Panel to interview five remaining city manager candidates in Columbia
By JIM FAILE
The City of Hartsville’s City Manager Search Committee will interview the five remaining candidates for the position of city manager in Columbia on Tuesday.
The committee has scheduled a day-long meeting at the Municipal Association of South Carolina offices at 1411 Gervais St. for 8:30 a.m. to 5:30 p.m. to conduct the interviews.
The committee had narrowed the field of applicants from 10 to six during a closed executive session meeting on Aug. 19. One of those has since withdrawn from consideration, Interim City Manager Vern Myers said Friday.
“We felt like Columbia would be a good central location for everyone,” Myers said.
“We’ve got four driving and one flying in,” he said.
Myers said the municipal association offered its offices for the interviews as a courtesy to the city. But the association will have no role in the meeting or interviews, he said. “They’re just offering us the use of their building,” he said.

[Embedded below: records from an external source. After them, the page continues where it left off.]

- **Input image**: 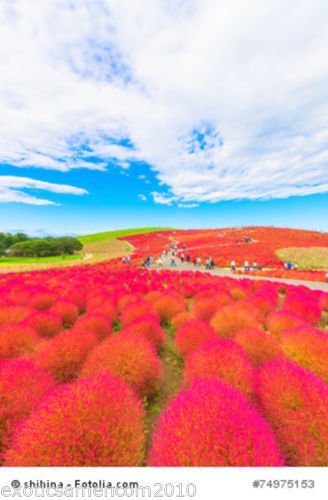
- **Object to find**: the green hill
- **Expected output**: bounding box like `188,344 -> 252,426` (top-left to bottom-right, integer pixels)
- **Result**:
77,227 -> 172,244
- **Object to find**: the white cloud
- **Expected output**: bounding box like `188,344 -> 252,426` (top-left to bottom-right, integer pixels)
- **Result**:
0,175 -> 87,205
0,0 -> 328,205
150,191 -> 177,205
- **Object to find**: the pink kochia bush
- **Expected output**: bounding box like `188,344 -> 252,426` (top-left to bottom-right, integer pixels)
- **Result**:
50,300 -> 79,326
280,325 -> 328,384
0,359 -> 55,450
147,380 -> 284,467
211,303 -> 261,338
154,293 -> 186,322
171,311 -> 195,330
82,331 -> 162,397
0,306 -> 33,325
0,321 -> 39,358
257,359 -> 328,467
175,319 -> 217,356
184,338 -> 255,396
266,311 -> 306,338
191,296 -> 222,321
26,311 -> 63,337
5,375 -> 145,467
282,290 -> 321,325
319,293 -> 328,311
234,328 -> 284,366
30,290 -> 56,311
87,293 -> 117,323
123,315 -> 165,351
35,328 -> 97,383
74,313 -> 112,340
120,300 -> 159,326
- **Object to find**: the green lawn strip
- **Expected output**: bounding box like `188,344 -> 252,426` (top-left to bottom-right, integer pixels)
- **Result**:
0,254 -> 81,266
145,326 -> 183,458
77,227 -> 172,244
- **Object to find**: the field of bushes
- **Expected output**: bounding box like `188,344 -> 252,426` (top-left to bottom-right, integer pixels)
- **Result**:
123,227 -> 328,279
0,261 -> 328,466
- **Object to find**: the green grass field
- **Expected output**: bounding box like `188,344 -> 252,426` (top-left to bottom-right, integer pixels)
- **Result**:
276,247 -> 328,269
0,254 -> 81,266
77,227 -> 172,244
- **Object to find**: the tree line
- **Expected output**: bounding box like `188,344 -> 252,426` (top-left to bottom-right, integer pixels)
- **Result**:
0,233 -> 83,257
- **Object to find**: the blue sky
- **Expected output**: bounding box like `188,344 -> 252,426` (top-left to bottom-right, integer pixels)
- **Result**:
0,0 -> 328,234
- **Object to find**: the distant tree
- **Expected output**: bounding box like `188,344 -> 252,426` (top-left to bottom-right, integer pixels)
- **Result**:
9,236 -> 83,257
56,236 -> 83,255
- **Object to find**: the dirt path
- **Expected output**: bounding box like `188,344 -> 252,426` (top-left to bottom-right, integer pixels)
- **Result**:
152,257 -> 328,292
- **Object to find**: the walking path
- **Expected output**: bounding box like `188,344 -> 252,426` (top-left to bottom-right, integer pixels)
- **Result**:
152,256 -> 328,292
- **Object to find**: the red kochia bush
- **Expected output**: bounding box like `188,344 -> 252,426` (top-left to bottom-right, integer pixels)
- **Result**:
319,293 -> 328,311
5,375 -> 145,467
87,294 -> 117,323
148,380 -> 284,467
82,333 -> 162,396
74,313 -> 112,340
154,293 -> 186,322
280,326 -> 328,383
35,329 -> 97,382
0,306 -> 33,325
191,297 -> 222,321
120,300 -> 159,326
184,338 -> 255,396
0,321 -> 39,358
234,328 -> 283,366
257,359 -> 328,467
175,319 -> 217,356
0,359 -> 55,450
282,290 -> 321,325
266,311 -> 306,338
30,290 -> 56,311
211,304 -> 261,338
26,311 -> 63,337
122,315 -> 165,351
172,311 -> 195,330
51,300 -> 79,325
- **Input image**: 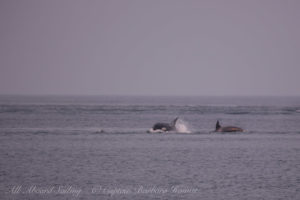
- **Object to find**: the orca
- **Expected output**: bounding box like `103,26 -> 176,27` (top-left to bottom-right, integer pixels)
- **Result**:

Myers said he anticipates the interviews will take the full day.
The search committee’s job is to recommend potential candidates to Hartsville City Council, which will conduct its own interviews before making the final selection of a new manager.
South Carolina’s Freedom of Information Act requires council to release the names and background information on no fewer than three finalists for the position to the public.
Tuesday’s meeting will begin with an overview of the search process thus far by Kenneth D. Carrick Jr. and Nick Lomax, partners with Coleman Lew & Associates Inc., the Charlotte, N.C., executive recruitment firm hired by the city to search out and screen potential candidates for the job. That part of the meeting will take place in open session.
The firm started out with 81 resumes to review. Of those, 32 were deemed worth a closer look, Carrick said during the Aug. 19 meeting.
In the meantime, the consultants added some 80-plus names of people to contact, Carrick said.
Not all of those were candidates, he said. Some were potential candidates who were not included among the original group of applicants the consultants thought might be interested in the position, he said. Others were contacted as resources, he said.
From there, the consultants narrowed the field to 11, one of whom withdrew from the process, Carrick said.
Former City Manager Jim Pennington resigned in January. Myers, former chairman of the Hartsville Planning Commission, has been serving as interim city manager since then.